By Jason Miller, The Intelligencer
Wednesday, February 24, 2016
Wade Watts, owner of Wheelchair Friendly Solutions, speaks to Louie DiPalma during a chamber of commerce event dealing with accessibility standards.
BELLEVILLE – In spite of new stringent accessibility regulations, roadblocks keep piling up for wheelchair users like Wade Watts, who says compliance moves at a snail’s pace across the Quinte region.
Watts, who lost the use of his legs following an incident in the Philippines a few years ago, made the scathing statements about property owners and even municipalities skirting around compliance criteria during a Belleville and District Chamber of Commerce breakfast speaking to what employers must do to make the things easier for employees and customers with accessibility issues.
“We’re going backwards and still building obstacles,” he said of new builds and infrastructure projects with new curbs and sidewalks still not being done with consideration for the disabled. “They’re still not involving disabled people in these discussions.”
Watts gives the Belleville downtown upgrades a failing grade, saying “they’re still putting in curbs, they don’t have ramps in the right places and the parking spots aren’t the right width, and I’ve tried this.”

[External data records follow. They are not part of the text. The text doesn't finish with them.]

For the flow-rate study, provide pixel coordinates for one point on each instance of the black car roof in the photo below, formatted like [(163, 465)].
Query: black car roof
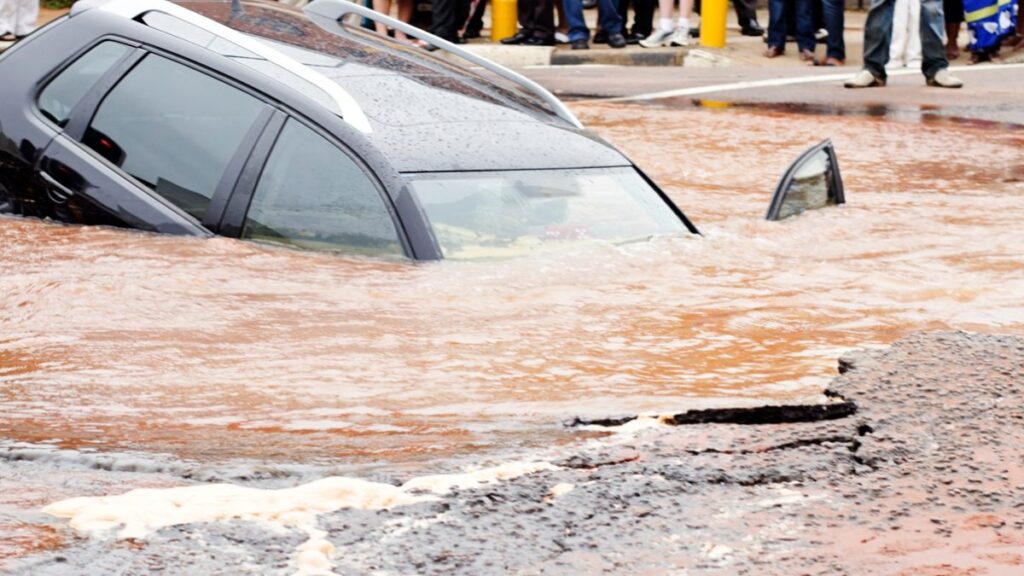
[(425, 113)]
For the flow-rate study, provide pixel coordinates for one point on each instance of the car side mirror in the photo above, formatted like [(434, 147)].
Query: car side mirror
[(812, 181)]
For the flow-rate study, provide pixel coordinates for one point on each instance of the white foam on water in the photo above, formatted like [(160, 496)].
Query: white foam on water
[(139, 512)]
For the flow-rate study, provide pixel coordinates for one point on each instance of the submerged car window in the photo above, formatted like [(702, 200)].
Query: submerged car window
[(60, 95), (312, 195), (494, 214), (174, 129)]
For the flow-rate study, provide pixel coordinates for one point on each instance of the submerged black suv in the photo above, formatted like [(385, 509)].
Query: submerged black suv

And, even if the city was to fix all is concerns, Watts said “the businesses themselves aren’t accessible. I have to sit on a sidewalk while my wife goes in.”
“Why have all these accessible customer service standards if the person can’t even get in there?” Watts remarked at the meeting.
Watts started Wheelchair Friendly Solutions, which aims to do just what the name suggests, craft remedies for roadblocks not evident to the average citizen.
He talked about the needs to have portable ramps, install help buttons at entrance ways of buildings and in the aisles of grocery and big box stores. Training employees on how to aid people once they enter the store is a key area in need of improvement as well, he said.
John Kirkland, 70, said the average person wouldn’t notice or be fully aware of the barriers that exist. He got an alarming awakening after the debilitating effects of Multiple Sclerosis (MS) forced him to start depending on a mobility device about two years ago.
“Now I’m in a wheelchair, wow, I really am limited to where I’m allowed to go and what I can do,” Kirkland said.
As a small business owner himself, Kirkland said, “It’s scary when you think about what I have to do to make my business accessible, but as we learned today, the costs really aren’t that much and you have to confront that issue and take care of it.”
All the aforementioned concerns are why the chamber brought in, Louie DiPalma, of SME Programs & Global Growth Fund, who liaises with the Ontario Chamber of Commerce on the Accessibility for Ontarians with Disabilities Act (AODA).
“Accessibility cannot be an afterthought,” DePalma said.
He noted 15 per cent or one in seven Ontarians struggle with some sort of disability. Among that group is 50,000 college and university students who aren’t being hired at the rate of their able bodied peers, even in cases of compatible skills.
New employment standards require businesses with 50 or more employees needed to be in compliance by last month, while those with less than 50 staff should comply by January 2017.
“They have to look at how they recruit employees and take a look at accommodation policies,” he said. “They have to have emergency response plans in place for those employees that have those needs.”
Employers are liable to audits.
“Businesses that have more than 20 employees must report,” DePalma said.